Melvius Temporal range: Late Cretaceous, 74.8–66 Ma PreꞒ Ꞓ O S D C P T J K Pg N Possible Turonian record

Scientific classification
- Kingdom: Animalia
- Phylum: Chordata
- Class: Actinopterygii
- Clade: Halecomorphi
- Order: Amiiformes
- Family: Amiidae
- Subfamily: †Vidalamiinae
- Tribe: †Vidalamiini
- Genus: †Melvius Bryant, 1987
- Type species: †Melvius thomasi Bryant, 1987
- Species: †M. thomasi Bryant, 1879 (type); †M. chauliodous (Hall and Wolburg, 1989 [originally Amia? chauliodous]);
- Synonyms: Amia? chauliodous Hall and Wolburg, 1989;

= Melvius =

Extinct genus of ray-finned fishes

Melvius is a genus of vidalamiin amiid ray-finned fish from the Late Cretaceous. The type species, Melvius thomasi, was described by Bryant in 1987 from Hell Creek Formation. A second species Melvius chauliodous, was named and described by Hall and Wolberg in 1989 from Kirtland Formation, and it is now considered to be one of the index taxa of the Kirtlandian land-vertebrate age.

== Description ==
Both species of Melvius were very large.
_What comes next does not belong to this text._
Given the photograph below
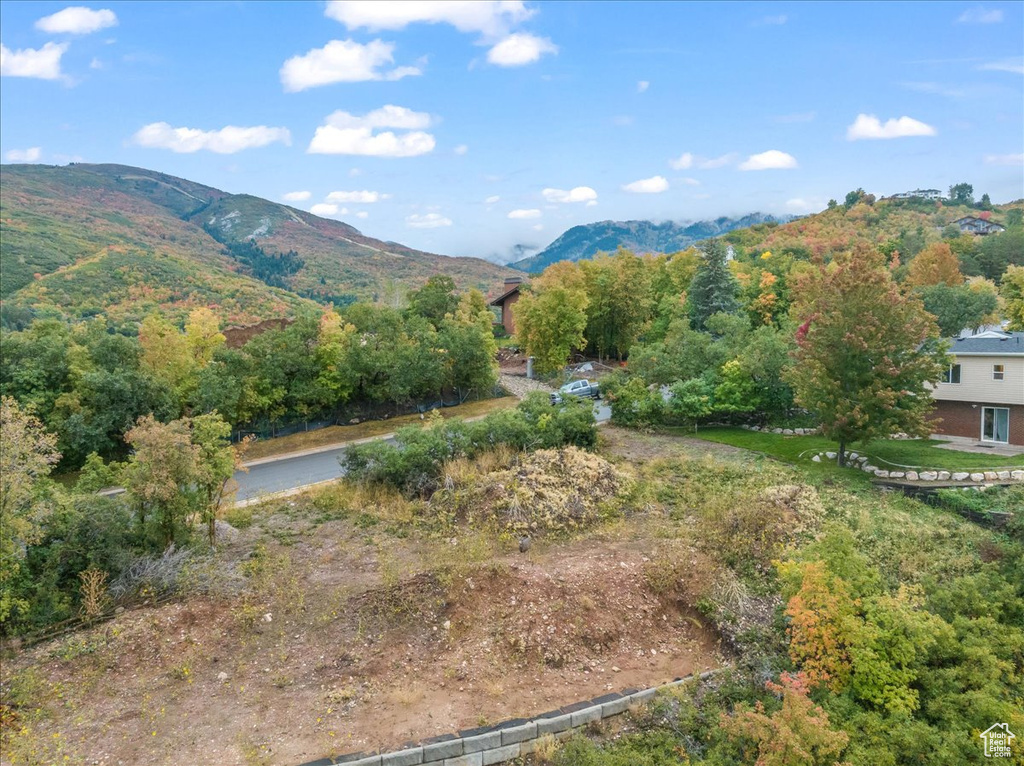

A vertebral remain of M. thomasi would have belonged to a fish with standard length (length between tip of snout and the base of the caudal fin) of 161 cm, and there are some specimens that exceed the height of that vertebra. Total length of this species would be at least 193-205 cm. However, M. thomasi was dwarfed by M. chauliodous, as a specimen of M. chauliodous with abdominal centra which is 6.57 cm wide would indicate a standard length of over 2 m, and there is even larger abdominal centra which is 7.3 cm wide.